Corrosion protection for more efficient combustion

Much greater efficiencies of coal-fired power plants can be achieved by raising steam turbine temperatures and employing innovative combustion processes. Scientists are developing anti-corrosion coatings to facilitate implementation and fewer emissions.

Reducing both emissions and dependence on fossil fuels is an important area of energy research. The former is easier to address in the short term until a transition to renewable energy sources is more cost effective. Scientists launched the EU-funded project 'Production of coatings for new efficient and clean coal power plant materials' (POEMA) to protect materials from the corrosion that becomes more problematic in high-efficiency scenarios.

The target temperature range is 700 to 750 degrees Celsius. Higher temperatures create steam oxidation and steam-grown oxide scales on the inside of tubing. Fireside corrosion is a synergistic effect among metal alloy materials, flue gas and deposits. It is the leading cause of failure in coal-burning furnaces.

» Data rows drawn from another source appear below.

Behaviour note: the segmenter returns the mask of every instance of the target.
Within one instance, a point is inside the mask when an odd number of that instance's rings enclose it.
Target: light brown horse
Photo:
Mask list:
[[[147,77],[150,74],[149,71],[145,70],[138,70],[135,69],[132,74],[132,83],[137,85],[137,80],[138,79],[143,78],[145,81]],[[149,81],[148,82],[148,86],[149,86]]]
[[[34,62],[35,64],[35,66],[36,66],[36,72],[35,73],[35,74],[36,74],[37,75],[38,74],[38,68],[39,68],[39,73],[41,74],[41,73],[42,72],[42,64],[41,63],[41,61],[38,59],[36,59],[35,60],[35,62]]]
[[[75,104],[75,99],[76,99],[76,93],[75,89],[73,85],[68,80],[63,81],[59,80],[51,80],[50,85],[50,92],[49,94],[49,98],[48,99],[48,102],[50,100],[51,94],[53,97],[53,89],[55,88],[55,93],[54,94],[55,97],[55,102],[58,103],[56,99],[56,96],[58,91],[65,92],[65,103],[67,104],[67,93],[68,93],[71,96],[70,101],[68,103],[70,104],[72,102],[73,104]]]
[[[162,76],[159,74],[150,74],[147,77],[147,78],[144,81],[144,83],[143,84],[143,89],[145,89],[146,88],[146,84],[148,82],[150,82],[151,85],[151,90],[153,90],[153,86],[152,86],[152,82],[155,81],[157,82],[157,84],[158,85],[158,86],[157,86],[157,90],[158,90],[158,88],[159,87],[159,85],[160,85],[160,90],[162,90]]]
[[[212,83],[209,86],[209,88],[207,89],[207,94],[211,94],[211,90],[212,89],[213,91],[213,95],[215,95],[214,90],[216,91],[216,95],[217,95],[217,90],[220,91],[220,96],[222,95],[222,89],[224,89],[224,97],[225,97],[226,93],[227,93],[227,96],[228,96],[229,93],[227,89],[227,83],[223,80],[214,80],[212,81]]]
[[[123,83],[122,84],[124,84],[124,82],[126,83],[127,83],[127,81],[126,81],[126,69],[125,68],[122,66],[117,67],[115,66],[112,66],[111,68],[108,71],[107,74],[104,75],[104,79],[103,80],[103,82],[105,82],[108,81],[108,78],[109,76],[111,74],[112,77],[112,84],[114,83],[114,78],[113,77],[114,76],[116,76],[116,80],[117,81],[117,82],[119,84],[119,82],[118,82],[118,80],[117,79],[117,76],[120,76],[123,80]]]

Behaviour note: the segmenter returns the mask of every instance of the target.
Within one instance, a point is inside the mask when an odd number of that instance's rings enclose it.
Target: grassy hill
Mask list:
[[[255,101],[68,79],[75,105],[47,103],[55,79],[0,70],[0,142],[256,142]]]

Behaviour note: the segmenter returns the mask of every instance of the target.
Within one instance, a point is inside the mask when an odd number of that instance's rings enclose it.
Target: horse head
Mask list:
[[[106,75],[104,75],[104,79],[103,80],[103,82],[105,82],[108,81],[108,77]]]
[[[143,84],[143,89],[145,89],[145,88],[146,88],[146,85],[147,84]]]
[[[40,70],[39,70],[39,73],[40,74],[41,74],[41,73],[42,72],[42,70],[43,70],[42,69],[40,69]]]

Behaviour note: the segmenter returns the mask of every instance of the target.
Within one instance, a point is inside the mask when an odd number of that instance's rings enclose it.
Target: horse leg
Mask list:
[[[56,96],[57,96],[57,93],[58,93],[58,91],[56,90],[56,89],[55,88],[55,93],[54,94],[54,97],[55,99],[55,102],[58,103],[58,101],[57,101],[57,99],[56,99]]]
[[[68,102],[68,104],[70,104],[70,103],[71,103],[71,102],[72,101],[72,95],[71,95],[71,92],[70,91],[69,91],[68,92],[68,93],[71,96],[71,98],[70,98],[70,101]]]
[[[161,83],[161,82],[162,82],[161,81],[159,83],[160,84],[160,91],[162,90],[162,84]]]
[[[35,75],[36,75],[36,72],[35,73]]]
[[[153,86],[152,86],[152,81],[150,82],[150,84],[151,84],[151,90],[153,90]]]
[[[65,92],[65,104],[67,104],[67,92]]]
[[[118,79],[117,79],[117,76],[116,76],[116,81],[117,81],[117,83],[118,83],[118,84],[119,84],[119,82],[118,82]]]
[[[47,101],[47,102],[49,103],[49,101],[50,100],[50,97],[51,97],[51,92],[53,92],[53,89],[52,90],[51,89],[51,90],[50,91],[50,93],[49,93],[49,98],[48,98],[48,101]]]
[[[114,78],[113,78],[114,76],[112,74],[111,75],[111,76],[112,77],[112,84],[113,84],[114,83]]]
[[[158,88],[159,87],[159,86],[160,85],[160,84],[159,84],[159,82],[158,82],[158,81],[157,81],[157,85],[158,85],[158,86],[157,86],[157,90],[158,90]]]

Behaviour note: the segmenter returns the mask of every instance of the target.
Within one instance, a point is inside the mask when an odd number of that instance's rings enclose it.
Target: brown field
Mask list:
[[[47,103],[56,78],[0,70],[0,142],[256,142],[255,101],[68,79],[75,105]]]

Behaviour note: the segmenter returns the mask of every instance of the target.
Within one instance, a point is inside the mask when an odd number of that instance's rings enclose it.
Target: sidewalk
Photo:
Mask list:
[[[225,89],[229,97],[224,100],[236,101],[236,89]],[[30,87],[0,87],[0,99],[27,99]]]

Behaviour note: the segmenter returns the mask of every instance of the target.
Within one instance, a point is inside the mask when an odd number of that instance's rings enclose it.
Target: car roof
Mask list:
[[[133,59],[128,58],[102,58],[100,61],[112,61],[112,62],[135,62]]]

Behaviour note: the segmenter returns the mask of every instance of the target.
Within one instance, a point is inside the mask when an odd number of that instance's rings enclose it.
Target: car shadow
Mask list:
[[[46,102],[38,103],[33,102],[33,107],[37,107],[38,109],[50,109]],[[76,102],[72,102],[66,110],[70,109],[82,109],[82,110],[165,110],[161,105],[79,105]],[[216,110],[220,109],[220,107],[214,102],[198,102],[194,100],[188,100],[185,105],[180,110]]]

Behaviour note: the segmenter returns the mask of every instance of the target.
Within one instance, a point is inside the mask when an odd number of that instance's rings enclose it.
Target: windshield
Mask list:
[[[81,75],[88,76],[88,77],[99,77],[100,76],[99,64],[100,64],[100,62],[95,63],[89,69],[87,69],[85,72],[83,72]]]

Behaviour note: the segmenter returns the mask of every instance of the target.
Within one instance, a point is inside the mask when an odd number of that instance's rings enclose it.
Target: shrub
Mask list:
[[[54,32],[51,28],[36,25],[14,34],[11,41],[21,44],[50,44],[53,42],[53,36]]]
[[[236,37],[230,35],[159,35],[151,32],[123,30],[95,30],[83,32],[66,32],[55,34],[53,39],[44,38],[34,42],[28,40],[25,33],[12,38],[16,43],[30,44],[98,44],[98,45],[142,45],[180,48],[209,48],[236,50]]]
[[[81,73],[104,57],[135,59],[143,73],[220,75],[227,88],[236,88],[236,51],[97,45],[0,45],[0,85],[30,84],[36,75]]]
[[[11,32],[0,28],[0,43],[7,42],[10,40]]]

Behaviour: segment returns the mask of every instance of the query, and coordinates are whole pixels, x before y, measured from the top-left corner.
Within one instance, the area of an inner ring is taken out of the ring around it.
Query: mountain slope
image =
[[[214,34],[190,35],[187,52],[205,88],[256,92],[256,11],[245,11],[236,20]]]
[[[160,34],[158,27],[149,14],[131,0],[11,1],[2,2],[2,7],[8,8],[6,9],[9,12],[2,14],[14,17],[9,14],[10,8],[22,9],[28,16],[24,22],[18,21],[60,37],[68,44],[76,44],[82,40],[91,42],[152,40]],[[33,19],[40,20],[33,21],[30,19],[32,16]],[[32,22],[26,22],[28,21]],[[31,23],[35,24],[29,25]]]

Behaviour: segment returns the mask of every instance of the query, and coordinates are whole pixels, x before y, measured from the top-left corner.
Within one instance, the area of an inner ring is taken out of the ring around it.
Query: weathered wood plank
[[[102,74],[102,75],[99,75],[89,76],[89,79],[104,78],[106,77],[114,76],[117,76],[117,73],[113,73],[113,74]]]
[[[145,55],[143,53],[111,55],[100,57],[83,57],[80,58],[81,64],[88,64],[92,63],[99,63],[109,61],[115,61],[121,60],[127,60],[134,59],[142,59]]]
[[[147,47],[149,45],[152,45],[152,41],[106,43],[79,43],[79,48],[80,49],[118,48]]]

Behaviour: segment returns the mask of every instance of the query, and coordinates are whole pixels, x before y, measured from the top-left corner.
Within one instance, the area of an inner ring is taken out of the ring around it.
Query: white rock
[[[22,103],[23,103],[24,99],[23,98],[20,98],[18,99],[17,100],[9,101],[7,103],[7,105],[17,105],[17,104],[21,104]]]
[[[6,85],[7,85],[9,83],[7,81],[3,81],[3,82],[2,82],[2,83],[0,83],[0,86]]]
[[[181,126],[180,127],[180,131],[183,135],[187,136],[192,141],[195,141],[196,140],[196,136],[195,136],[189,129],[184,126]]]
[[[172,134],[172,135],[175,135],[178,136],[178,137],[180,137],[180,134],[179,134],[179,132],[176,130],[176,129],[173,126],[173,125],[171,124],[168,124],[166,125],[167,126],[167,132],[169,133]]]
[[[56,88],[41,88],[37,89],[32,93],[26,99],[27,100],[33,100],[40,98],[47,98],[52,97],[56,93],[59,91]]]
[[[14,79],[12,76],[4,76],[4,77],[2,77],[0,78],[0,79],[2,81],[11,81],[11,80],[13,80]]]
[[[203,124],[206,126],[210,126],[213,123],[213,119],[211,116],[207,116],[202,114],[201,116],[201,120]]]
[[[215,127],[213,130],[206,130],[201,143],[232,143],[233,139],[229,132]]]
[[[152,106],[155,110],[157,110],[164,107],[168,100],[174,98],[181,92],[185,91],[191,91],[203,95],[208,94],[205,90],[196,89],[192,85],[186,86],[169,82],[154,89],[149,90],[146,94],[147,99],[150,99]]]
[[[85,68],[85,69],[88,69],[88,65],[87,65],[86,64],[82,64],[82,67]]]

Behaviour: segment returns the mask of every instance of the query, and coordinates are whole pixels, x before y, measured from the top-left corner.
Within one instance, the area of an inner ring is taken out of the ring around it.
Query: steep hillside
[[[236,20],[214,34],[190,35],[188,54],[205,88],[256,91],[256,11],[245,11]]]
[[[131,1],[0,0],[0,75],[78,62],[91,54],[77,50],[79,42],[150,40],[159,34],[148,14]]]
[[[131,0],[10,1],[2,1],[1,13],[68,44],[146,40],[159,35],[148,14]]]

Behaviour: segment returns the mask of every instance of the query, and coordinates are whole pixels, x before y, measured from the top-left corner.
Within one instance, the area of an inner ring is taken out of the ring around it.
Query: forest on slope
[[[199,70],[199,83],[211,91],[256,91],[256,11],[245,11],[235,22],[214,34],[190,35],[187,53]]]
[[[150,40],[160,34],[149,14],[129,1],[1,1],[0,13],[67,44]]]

A novel coal-burning process that is the topic of global research could increase the likelihood of corrosion. Oxy-fuel coal combustion, in which coal is burned in an almost pure stream of oxygen, is a more efficient process that uses less fuel. In addition, it produces flue gases consisting mainly of water and carbon dioxide (CO2). The concentrated CO2 stream is easier to purify in carbon capture and sequestration schemes designed to reduce CO2 release into the atmosphere.

Scientists evaluated nano-structured and micro-structured coatings in both air and oxy-fuel combustion. During the first 18 months of the project, work progressed from selection of substrates and coatings for screening, to application and characterisation, to the beginnings of life-cycle assessment.

Metal alloy substrates consisting of a ferritic steel (P92), an austenitic (HR3C) and two alternative nickel-based alloys are being utilised. From the original 31 coatings, scientists have chosen 6 coatings to be optimised for the steam oxidation application and 5 for fireside oxidation protection. To date, all coatings have been applied to the ferritic substrate, and both uncoated and coated samples have been characterised. Lifetime models of some of the coated systems are under development.

Increasing the efficiency of coal-fired power plants will enable significant reductions in CO2 emissions. Corrosion-protection coatings being developed by POEMA scientists promise to enable long-term operation under the required operating conditions with important environmental benefits.